HIV treatment path informs HCV It was not until 30 years into the AIDS epidemic that the HPTN 052 study showed that early antiretroviral therapy reduced HIV transmission in serodiscordant heterosexual couples by 96 per cent. More recently, researchers with the PARTNERS
study reported that no transmissions occurred among mixed-status heterosexual couples that did not use condoms if the positive partner was on HIV treatment with suppressed viral load. Lessons learned from HIV have enabled faster progression of advances in the HCV arena. Next-generation direct-acting antiviral agents (DAAs) combined in interferon-free regimens are now routinely curing 90-100 per cent of clinical trial participants, including traditionally difficult-to-treat groups such as people with liver cirrhosis or HIV/ HCV coinfection. Given these promising results, researchers are asking whether prompt and widespread treatment could reduce HCV transmission, especially among groups with high incidence (new infections) and prevalence (total existing infections) rates, such as people who inject drugs (PWID).

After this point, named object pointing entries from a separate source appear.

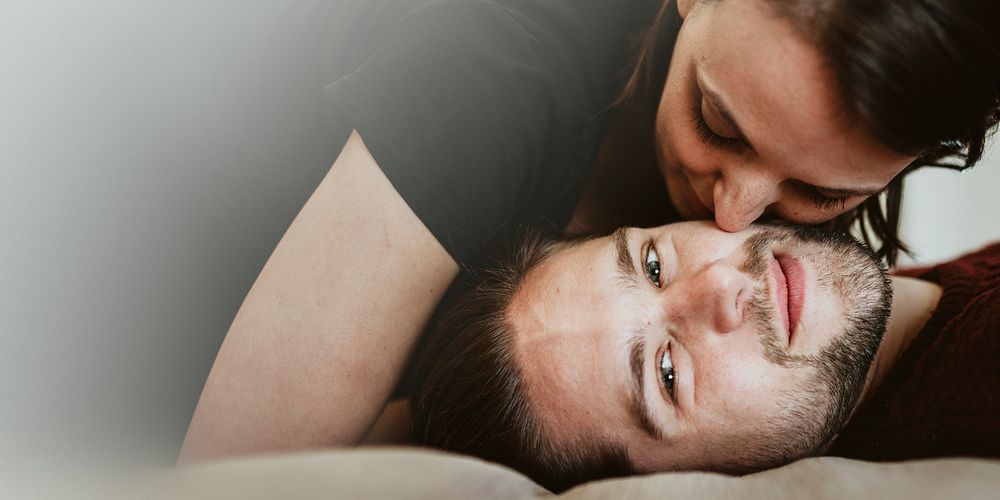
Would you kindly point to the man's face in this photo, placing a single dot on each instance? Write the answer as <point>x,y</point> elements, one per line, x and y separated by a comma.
<point>696,348</point>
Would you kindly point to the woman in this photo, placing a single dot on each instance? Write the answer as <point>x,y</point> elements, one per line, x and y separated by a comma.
<point>472,118</point>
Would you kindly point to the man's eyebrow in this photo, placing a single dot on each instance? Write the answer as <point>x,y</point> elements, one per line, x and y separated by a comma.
<point>637,389</point>
<point>623,257</point>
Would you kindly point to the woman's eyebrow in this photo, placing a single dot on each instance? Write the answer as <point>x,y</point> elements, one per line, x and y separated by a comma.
<point>719,103</point>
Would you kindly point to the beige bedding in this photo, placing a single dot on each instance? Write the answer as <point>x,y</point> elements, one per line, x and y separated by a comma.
<point>418,473</point>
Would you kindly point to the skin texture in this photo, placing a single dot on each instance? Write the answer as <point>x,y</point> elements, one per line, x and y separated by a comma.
<point>799,142</point>
<point>314,351</point>
<point>321,338</point>
<point>574,318</point>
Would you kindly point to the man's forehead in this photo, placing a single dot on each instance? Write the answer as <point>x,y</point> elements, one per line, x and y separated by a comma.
<point>565,342</point>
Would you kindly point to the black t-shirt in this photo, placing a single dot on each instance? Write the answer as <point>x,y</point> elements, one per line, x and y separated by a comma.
<point>484,115</point>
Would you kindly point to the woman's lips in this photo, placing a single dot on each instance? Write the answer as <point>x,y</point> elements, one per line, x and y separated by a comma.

The success of TasP for HCV would depend on a number of parameters, including chronic HCV prevalence and rate of treatment uptake in a local PWID population. These numbers can
David Rowlands
vary widely. Chronic HCV prevalence, for example, ranges from 25 per cent in Edinburgh to 50 per cent in Melbourne to 65 per cent in Vancouver. Individual-level benefit favours treating the sickest patients first, but on a population level, treating someone earlier may not immediately benefit them, but could prevent many new infections.